Adam Bronfman Honored at JOI Dinner
ON THE GO

INTERMARRIEDS, THEIR CHILDREN AND GRANDPARENTS FIND A HOME IN JUDAISM, THANKS TO THE JEWISH OUTREACH INSTITUTE

“I cried when three of my Jewish friends went off to Camp Ramah,” Judaism-convert Mare Winningham said during a private chat at the October 27 Jewish Outreach Institute’s “Two Decades of Inclusion” celebration, held at the Museum of Jewish Heritage - A Living Memorial to the Holocaust. Singer-musician Winningham, with “my two buddies from Arkansas [who play] Jew-grass music,” provided the evening’s entertainment. Winningham said she left the Catholic faith when she was a teenager: “I was looking for answers to the big questions.” She said she found these “in Judaism’s emphasis on how to behave toward one’s fellow man” and in the religion’s “beautiful sense of home.” Winningham is one of America’s highly regarded artists. Her work on stage and screen and in more than 60 TV movies has earned her two Emmys and Peabody Award for Excellence in Television, plus Golden Globe and Academy Award nominations.

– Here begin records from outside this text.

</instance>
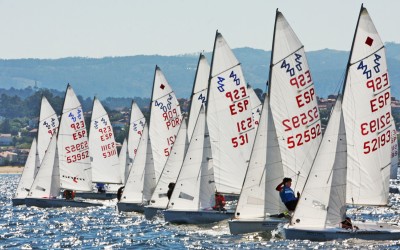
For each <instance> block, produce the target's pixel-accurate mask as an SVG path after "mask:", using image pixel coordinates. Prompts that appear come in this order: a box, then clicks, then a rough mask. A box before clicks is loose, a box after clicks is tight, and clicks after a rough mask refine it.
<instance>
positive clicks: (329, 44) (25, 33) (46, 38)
mask: <svg viewBox="0 0 400 250" xmlns="http://www.w3.org/2000/svg"><path fill="white" fill-rule="evenodd" d="M361 3H364V6H365V7H366V8H367V9H368V11H369V13H370V15H371V17H372V19H373V21H374V22H375V25H376V28H377V29H378V32H379V33H380V35H381V38H382V40H383V41H385V42H397V43H400V28H399V26H398V24H399V23H400V15H399V14H398V12H399V10H400V1H398V0H364V1H359V0H332V1H327V0H247V1H245V0H242V1H240V0H198V1H193V0H143V1H138V0H113V1H111V0H107V1H106V0H69V1H61V0H0V58H2V59H12V58H62V57H71V56H82V57H96V58H99V57H105V56H131V55H142V54H144V55H153V54H159V55H177V54H186V53H198V52H200V51H203V50H204V51H211V50H212V46H213V42H214V35H215V31H216V30H217V29H218V30H219V31H220V32H221V33H222V34H223V36H224V37H225V39H226V40H227V41H228V43H229V45H230V47H231V48H239V47H252V48H258V49H263V50H271V42H272V33H273V26H274V19H275V10H276V8H279V10H280V11H281V12H282V13H283V14H284V15H285V17H286V19H287V20H288V21H289V23H290V24H291V26H292V27H293V30H294V31H295V32H296V33H297V35H298V37H299V38H300V40H301V41H302V42H303V44H304V46H305V49H306V50H307V51H313V50H320V49H324V48H331V49H338V50H349V49H350V46H351V42H352V36H353V33H354V29H355V25H356V22H357V17H358V13H359V10H360V6H361Z"/></svg>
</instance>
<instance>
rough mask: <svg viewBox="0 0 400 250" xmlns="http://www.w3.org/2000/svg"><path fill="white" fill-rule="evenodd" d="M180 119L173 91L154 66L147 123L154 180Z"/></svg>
mask: <svg viewBox="0 0 400 250" xmlns="http://www.w3.org/2000/svg"><path fill="white" fill-rule="evenodd" d="M181 121H182V114H181V108H180V106H179V103H178V100H177V99H176V96H175V93H174V92H173V91H172V89H171V87H170V85H169V84H168V82H167V80H166V79H165V77H164V74H163V73H162V72H161V70H160V68H158V67H156V70H155V74H154V84H153V94H152V101H151V112H150V125H149V126H150V127H149V134H150V139H151V142H152V150H153V156H154V168H155V174H156V180H158V178H159V177H160V174H161V171H162V169H163V167H164V165H165V162H166V161H167V158H168V156H169V154H170V153H171V148H172V145H173V144H174V142H175V139H176V135H177V133H178V130H179V125H180V124H181Z"/></svg>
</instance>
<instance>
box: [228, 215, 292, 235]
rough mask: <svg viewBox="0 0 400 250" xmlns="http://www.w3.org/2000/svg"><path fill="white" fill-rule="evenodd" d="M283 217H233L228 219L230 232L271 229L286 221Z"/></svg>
mask: <svg viewBox="0 0 400 250" xmlns="http://www.w3.org/2000/svg"><path fill="white" fill-rule="evenodd" d="M287 222H288V220H287V219H285V218H267V219H233V220H230V221H228V223H229V230H230V232H231V234H246V233H254V232H266V231H272V230H274V229H276V228H277V227H278V225H279V224H280V223H287Z"/></svg>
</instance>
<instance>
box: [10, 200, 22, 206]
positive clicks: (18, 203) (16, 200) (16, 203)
mask: <svg viewBox="0 0 400 250" xmlns="http://www.w3.org/2000/svg"><path fill="white" fill-rule="evenodd" d="M12 203H13V206H21V205H25V198H13V199H12Z"/></svg>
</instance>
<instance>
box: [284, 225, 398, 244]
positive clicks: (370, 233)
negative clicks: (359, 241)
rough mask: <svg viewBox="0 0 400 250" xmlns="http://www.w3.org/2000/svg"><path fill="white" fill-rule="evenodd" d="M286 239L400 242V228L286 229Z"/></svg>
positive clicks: (327, 240)
mask: <svg viewBox="0 0 400 250" xmlns="http://www.w3.org/2000/svg"><path fill="white" fill-rule="evenodd" d="M284 234H285V238H286V239H289V240H294V239H298V240H311V241H330V240H339V239H340V240H342V239H350V238H357V239H362V240H398V239H400V228H399V227H395V226H389V227H382V228H379V227H375V226H374V227H368V226H366V227H362V228H361V227H360V229H359V230H347V229H343V228H329V229H311V228H304V229H303V228H290V227H288V226H287V225H285V227H284Z"/></svg>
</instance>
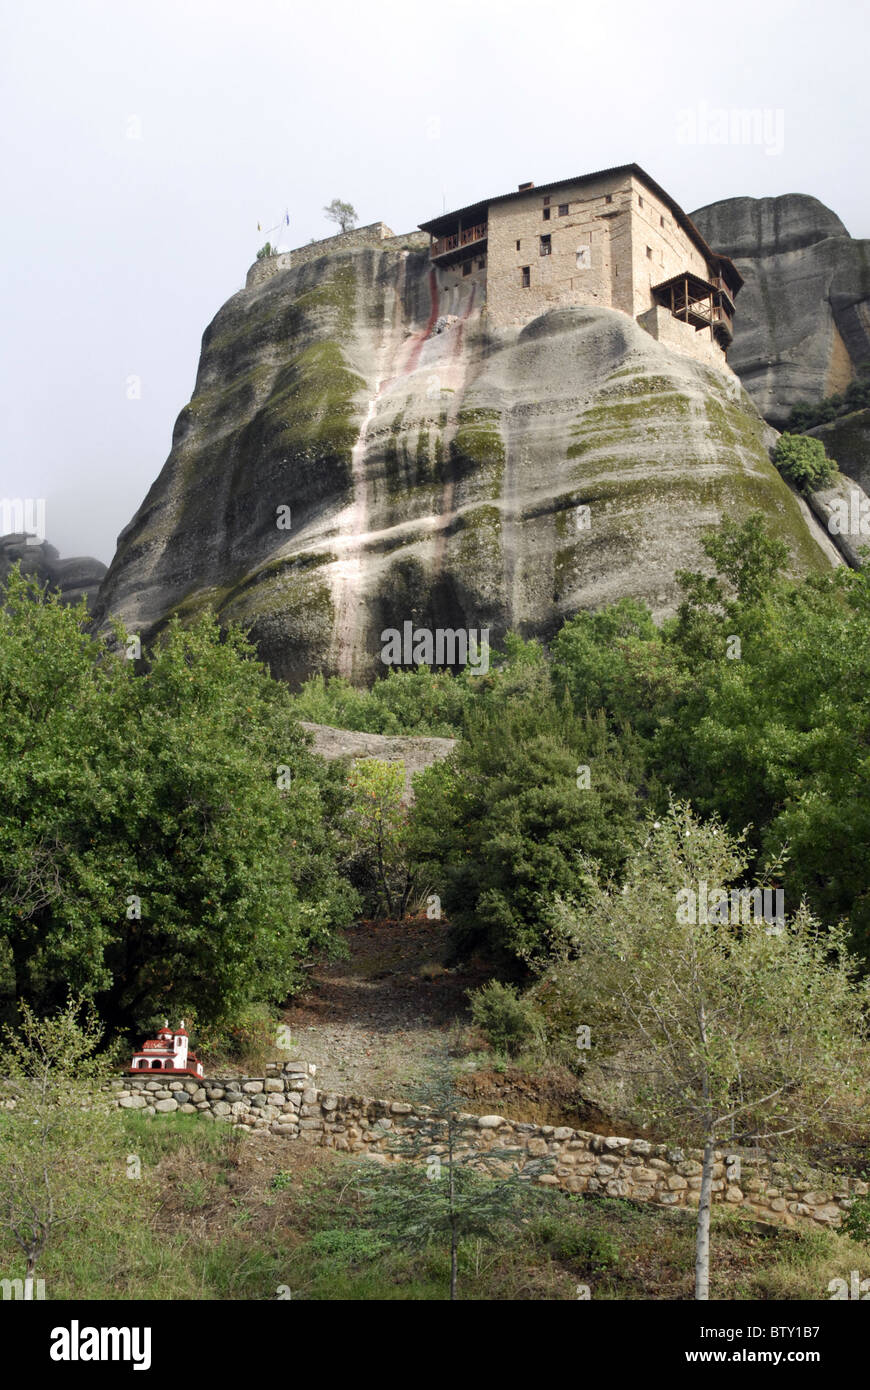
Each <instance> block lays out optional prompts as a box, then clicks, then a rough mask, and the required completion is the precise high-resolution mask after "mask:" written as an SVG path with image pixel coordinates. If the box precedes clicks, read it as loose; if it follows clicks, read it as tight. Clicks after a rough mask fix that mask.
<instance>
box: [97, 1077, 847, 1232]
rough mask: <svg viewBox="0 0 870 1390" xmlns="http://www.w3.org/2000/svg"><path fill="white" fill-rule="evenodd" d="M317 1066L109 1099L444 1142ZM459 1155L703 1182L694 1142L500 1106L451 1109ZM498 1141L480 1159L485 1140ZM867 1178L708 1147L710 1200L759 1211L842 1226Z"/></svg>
mask: <svg viewBox="0 0 870 1390" xmlns="http://www.w3.org/2000/svg"><path fill="white" fill-rule="evenodd" d="M314 1076H315V1068H314V1066H311V1065H310V1063H306V1062H288V1063H285V1066H284V1069H279V1068H278V1065H277V1063H275V1065H272V1066H268V1068H267V1074H265V1076H264V1077H252V1079H224V1080H211V1079H206V1080H203V1081H195V1080H186V1079H185V1080H168V1079H167V1077H161V1079H153V1077H145V1076H136V1077H132V1076H131V1077H124V1079H122V1080H113V1081H111V1083H110V1088H111V1093H113V1098H114V1101H115V1104H118V1105H120V1106H122V1108H125V1109H138V1111H143V1112H145V1113H146V1115H154V1116H157V1115H167V1113H174V1112H181V1113H185V1115H197V1113H199V1115H202V1118H203V1119H206V1120H211V1122H222V1123H228V1125H236V1126H239V1127H242V1129H245V1130H249V1131H265V1133H271V1134H282V1136H285V1137H288V1138H300V1140H304V1141H307V1143H310V1144H317V1145H321V1147H324V1148H335V1150H339V1151H342V1152H349V1154H366V1155H368V1156H371V1158H374V1159H377V1161H379V1162H391V1161H393V1159H396V1158H402V1155H397V1154H396V1152H395V1150H396V1145H397V1143H400V1141H402V1140H407V1138H409V1137H413V1138H414V1140H417V1141H418V1143H416V1145H414V1148H416V1150H417V1151H418V1152H420V1155H421V1158H428V1156H429V1155H434V1154H438V1155H442V1154H445V1152H446V1120H445V1119H443V1118H441V1116H438V1115H436V1113H434V1112H432V1111H431V1109H428V1108H427V1106H418V1105H411V1104H409V1102H407V1101H379V1099H371V1098H370V1097H361V1095H338V1094H332V1093H329V1091H322V1090H320V1088H318V1087H317V1086H315V1080H314ZM459 1123H460V1134H459V1144H457V1155H459V1158H460V1159H461V1161H464V1162H467V1163H470V1165H471V1166H475V1155H478V1154H479V1168H481V1170H482V1172H489V1173H492V1172H493V1170H495V1172H496V1173H503V1175H509V1173H511V1172H513V1173H517V1175H518V1176H520V1177H524V1179H528V1180H530V1181H534V1183H538V1184H541V1186H542V1187H557V1188H563V1190H564V1191H568V1193H589V1194H596V1195H602V1197H623V1198H628V1200H630V1201H635V1202H656V1204H659V1205H663V1207H692V1205H696V1204H698V1200H699V1193H700V1158H702V1154H700V1150H692V1148H687V1150H682V1148H677V1147H673V1145H668V1144H653V1143H652V1141H649V1140H643V1138H621V1137H618V1136H605V1134H592V1133H588V1131H586V1130H575V1129H571V1127H568V1126H553V1125H531V1123H520V1122H517V1120H509V1119H504V1118H503V1116H500V1115H460V1118H459ZM493 1150H495V1151H498V1155H492V1156H489V1158H488V1161H486V1162H484V1159H485V1156H486V1155H491V1151H493ZM869 1188H870V1184H867V1183H864V1181H860V1180H857V1179H853V1177H835V1176H834V1175H831V1173H819V1172H813V1170H799V1169H796V1168H795V1166H794V1165H789V1163H785V1162H774V1161H771V1159H770V1158H769V1155H766V1154H764V1152H763V1151H762V1150H746V1148H734V1150H724V1148H723V1150H717V1152H716V1168H714V1170H713V1201H714V1202H725V1204H728V1205H730V1207H734V1208H739V1209H741V1211H745V1212H748V1213H752V1215H755V1216H759V1218H762V1219H766V1220H780V1222H785V1223H787V1225H794V1223H795V1222H813V1223H816V1225H819V1226H839V1225H841V1220H842V1216H844V1213H845V1212H846V1211H848V1208H849V1205H851V1202H852V1200H853V1198H855V1197H863V1195H866V1194H867V1191H869Z"/></svg>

Adam Bronfman, the evening’s honoree, admitted that he “had not been taught the concepts of Judaism as a child.… Growing up in New York in the 1960s and ’70s,” he did not “find meaning in Judaism.” Now his Judaic portfolio includes Samuel Bronfman Foundation vice chair, member of the Hillel International Board of Governors and membership in Temple Har Sholom in Park City, Utah, where he established the Saidye Rosner Bronfman Rabbinic Chair. The Bronfman clan was represented by Edgar Bronfman, Edgar Bronfman Jr. and Samuel Bronfman II. (In the goody bag there was a copy of “Hope Not Fear,” a new book by Edgar M. Bronfman and Beth Zasloff (St. Martin’s Press), in which the former president of the World Jewish Congress and current president of Board of Governors of Hillel urges North American Jewry “to build, not fight.…We need to celebrate the joy in Judaism as we recognize our responsibility to alleviate suffering and to help heal a broken world.”

Founded in 1988, JOI has helped foster scores of Jewish outreach imperatives coast to coast. Its programs encompass opportunities for the intermarried in the Jewish community. Funded by The Samuel Bronfman Foundation, theses programs include Public Space Judaism; the Mothers Circle, an umbrella of free, educational programs and resources for non-Jewish women raising Jewish children; Empowering Ruth, a free program that supports female Jews-by-Choice; the Grandparents Circle, an education and networking program for Jewish grandparents whose adult children have intermarried, and Big Tent Judaism, which, according to promotional literature, is an “approach to the Jewish community that takes its lead from the values and vision of our Biblical forbears, Abraham and Sarah’s tent — which was open on four sides to welcome all who approach.”